Both the Leischner and Markert families have long-term rental agreements with extended family and former neighbours. But they don’t take those relationships for granted either, and both have offered to pay more in cash rent before their landlords asked.
While some might shake their heads at the idea of offering more than a landlord is asking for, Markert and Leischner have sound reasoning.
“You want to stay competitive, too, so someone else doesn’t come rent it out from under you,” says Leischner. “You never know, right? Money drives a lot of things.”
When prices picked up, the Markerts also decided to offer more to their landlords. He says it helped build trust and assure the landlords they’re being taken care of. “And they kind of know you’re not trying to take advantage of them.”
Rent or buy?
Kwochka says land is always a good investment. “But if it stresses your cash flow, then it’s not, because you do need 25 per cent down to purchase land, or be able to use 25 per cent equity from someplace else to put towards that.”
In today’s market, cash flow can be a worrisome consideration. For his part, Markert says he’d love to own the land his family started renting last year. He’s at a relatively early point in his farming career, though, and he says he doesn’t have to flow to purchase a lot of land right now. But he knows his costs, and knows he can afford the cash rent.
Leischner isn’t necessarily willing to cough up the money to purchase farmland either. If a nearby piece of land comes up, she’s keen to buy. but otherwise, “at $4,500 an acre, I think I’m going to rent,” she says.
But renting most of one’s farmland isn’t necessarily financially sustainable, either.
Kwochka says renting provides an easy exit for farmers planning to retire in 10 years. But farmers in it for the long haul need to build their owned-land base every year, he says. That equity provides stability in the rough years, he adds.
Nor does Markert think leaning heavily on rented land is financially sustainable in the long run. “At the same time, you’ll probably need less actual physical land to make up that equity because the price of land has exploded the way it has,” he says.
Leischner is on the same page when it comes to rented land.
“Honestly, no. I don’t think a lot of rented land is sustainable,” Leischner says. But she adds the rental rate makes a difference whether it’s even sustainable in the short term.
“When you’re netting a whole 10 bucks an acre on a canola field at $120 an acre, that’s not sustainable,” she says. “You’re just farming it to farm it, not to make money off of it.”
Markert doesn’t jump at renting everything that comes on the market either. Along with price, he looks at the land’s productivity, whether it’s a block or lone quarter and how far it is from his current operation.
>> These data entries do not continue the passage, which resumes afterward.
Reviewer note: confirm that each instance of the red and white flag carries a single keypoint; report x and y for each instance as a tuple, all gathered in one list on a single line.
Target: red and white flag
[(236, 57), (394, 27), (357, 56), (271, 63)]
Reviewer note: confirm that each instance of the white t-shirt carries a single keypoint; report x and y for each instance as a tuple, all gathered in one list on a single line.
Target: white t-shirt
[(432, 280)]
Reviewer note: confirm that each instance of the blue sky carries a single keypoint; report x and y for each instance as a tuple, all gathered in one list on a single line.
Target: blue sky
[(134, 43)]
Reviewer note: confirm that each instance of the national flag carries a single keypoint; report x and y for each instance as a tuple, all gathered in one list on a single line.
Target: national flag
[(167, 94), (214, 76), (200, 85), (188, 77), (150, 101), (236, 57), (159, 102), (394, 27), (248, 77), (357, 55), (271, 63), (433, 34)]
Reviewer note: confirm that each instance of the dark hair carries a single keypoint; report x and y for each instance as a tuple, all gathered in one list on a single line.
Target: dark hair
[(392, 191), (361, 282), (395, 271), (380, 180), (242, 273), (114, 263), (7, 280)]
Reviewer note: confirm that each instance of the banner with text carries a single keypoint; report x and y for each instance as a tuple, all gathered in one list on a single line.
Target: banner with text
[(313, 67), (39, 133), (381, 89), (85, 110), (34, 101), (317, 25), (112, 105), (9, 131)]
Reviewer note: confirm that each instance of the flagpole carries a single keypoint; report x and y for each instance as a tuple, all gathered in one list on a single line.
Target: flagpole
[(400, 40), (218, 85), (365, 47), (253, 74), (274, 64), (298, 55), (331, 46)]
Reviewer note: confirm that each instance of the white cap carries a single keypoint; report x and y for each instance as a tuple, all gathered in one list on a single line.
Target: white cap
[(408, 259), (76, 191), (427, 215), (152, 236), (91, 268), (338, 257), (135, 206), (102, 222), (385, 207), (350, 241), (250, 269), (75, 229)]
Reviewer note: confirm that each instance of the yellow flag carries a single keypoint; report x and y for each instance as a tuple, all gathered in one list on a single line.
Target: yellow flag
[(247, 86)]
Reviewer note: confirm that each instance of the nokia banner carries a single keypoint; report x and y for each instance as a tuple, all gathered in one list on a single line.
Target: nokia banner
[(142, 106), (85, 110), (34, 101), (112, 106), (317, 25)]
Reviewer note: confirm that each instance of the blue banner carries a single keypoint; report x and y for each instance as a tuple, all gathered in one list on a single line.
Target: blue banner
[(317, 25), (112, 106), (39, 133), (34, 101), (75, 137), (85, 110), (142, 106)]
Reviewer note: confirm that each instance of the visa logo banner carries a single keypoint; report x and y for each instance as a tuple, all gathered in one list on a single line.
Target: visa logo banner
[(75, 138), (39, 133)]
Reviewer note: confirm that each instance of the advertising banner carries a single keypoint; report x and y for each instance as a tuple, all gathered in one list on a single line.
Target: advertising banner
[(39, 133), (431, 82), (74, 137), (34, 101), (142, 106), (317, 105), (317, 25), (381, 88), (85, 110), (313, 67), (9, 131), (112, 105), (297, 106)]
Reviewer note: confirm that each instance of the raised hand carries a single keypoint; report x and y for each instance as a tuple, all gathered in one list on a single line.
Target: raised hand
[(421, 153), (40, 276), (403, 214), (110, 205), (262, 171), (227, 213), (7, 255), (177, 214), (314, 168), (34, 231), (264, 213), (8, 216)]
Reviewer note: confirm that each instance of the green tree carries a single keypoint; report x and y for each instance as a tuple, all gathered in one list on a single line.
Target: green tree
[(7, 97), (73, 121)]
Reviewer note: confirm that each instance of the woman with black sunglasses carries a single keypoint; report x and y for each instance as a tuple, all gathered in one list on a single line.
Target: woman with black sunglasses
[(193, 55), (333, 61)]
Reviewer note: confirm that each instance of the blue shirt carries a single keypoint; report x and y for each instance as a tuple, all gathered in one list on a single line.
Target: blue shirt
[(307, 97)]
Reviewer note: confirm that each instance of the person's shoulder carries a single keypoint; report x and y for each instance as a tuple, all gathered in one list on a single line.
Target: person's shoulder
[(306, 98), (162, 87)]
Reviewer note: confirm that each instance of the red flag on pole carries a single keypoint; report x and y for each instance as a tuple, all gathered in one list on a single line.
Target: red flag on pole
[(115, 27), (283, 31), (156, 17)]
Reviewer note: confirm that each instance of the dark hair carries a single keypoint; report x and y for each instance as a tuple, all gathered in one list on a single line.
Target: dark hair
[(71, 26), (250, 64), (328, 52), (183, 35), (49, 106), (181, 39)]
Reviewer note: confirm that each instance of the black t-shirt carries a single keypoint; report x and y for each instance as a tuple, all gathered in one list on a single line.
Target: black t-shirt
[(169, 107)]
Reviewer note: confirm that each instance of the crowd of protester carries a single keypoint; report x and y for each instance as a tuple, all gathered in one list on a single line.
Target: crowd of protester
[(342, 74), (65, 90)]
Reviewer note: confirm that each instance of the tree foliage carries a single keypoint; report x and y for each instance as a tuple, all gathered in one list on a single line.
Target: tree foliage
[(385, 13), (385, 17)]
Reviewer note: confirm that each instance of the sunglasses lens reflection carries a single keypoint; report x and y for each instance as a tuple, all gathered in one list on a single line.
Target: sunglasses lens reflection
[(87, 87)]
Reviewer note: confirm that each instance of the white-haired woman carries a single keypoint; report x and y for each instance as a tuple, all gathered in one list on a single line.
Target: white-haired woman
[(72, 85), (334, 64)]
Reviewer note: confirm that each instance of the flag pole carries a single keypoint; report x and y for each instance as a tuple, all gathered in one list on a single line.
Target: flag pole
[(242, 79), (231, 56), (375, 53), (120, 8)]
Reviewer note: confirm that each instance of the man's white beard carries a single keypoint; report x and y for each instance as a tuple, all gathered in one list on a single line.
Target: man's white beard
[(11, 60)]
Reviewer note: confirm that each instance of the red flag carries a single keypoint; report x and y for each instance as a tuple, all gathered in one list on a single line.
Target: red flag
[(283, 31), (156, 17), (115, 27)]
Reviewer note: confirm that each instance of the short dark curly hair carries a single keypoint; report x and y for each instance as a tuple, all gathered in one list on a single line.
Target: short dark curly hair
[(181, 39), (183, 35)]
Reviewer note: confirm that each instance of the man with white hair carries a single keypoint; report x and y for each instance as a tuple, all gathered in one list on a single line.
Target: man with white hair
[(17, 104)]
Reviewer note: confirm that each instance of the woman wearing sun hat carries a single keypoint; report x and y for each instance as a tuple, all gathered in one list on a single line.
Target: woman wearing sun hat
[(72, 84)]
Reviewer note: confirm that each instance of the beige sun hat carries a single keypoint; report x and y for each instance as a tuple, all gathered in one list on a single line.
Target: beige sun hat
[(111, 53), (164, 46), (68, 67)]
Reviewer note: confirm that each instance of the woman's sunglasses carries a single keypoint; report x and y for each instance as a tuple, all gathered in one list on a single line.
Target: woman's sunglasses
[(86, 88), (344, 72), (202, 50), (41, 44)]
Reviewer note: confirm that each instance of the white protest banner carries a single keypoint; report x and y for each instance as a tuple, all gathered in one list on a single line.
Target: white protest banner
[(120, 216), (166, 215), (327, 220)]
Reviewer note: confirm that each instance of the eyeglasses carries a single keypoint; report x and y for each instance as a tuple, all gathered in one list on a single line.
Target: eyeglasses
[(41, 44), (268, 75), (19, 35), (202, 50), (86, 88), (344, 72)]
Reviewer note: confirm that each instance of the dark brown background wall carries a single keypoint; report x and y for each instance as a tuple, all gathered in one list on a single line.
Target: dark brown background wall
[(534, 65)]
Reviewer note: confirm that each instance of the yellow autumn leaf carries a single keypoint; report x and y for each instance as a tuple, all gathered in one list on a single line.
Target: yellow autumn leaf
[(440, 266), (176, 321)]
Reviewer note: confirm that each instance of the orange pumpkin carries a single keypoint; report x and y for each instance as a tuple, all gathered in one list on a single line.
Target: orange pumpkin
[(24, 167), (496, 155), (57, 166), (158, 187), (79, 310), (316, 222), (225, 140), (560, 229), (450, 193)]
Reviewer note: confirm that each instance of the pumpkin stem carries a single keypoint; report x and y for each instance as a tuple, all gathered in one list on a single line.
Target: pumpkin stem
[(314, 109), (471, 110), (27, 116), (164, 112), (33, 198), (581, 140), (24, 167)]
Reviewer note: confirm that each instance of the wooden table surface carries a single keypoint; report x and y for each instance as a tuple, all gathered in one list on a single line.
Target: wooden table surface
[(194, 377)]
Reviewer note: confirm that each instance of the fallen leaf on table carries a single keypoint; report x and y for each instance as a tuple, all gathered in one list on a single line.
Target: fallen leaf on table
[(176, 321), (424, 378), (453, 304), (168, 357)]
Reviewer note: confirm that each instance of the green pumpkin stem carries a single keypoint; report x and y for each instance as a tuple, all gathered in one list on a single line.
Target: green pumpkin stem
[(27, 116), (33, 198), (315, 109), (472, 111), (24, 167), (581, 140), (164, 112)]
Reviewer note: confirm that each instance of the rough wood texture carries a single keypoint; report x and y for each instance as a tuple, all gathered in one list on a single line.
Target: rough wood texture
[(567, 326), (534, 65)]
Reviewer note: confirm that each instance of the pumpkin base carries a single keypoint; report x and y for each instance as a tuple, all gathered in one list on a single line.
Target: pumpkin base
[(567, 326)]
He also tries to keep the emotion out of business decisions.
“And sometimes you decide, because it’s available, I don’t care what I have to pay but I’ll make it work,” he says. “And I think those are the situations where you end up having regrets in the end.”
Kwochka has noticed fewer farmers buying land, which he attributes to both sinking prices and grain movement problems. but that doesn’t mean land prices have dropped, Kwochka says.
And Kwochka thinks the prospect of more good years ahead is enough to entice farmers back into the market. “They’re actually very optimistic. They do put seed in the ground every year and you’d better be optimistic if you’re doing that,” says Kwochka.
“They’re probably the most hopeful people out there.”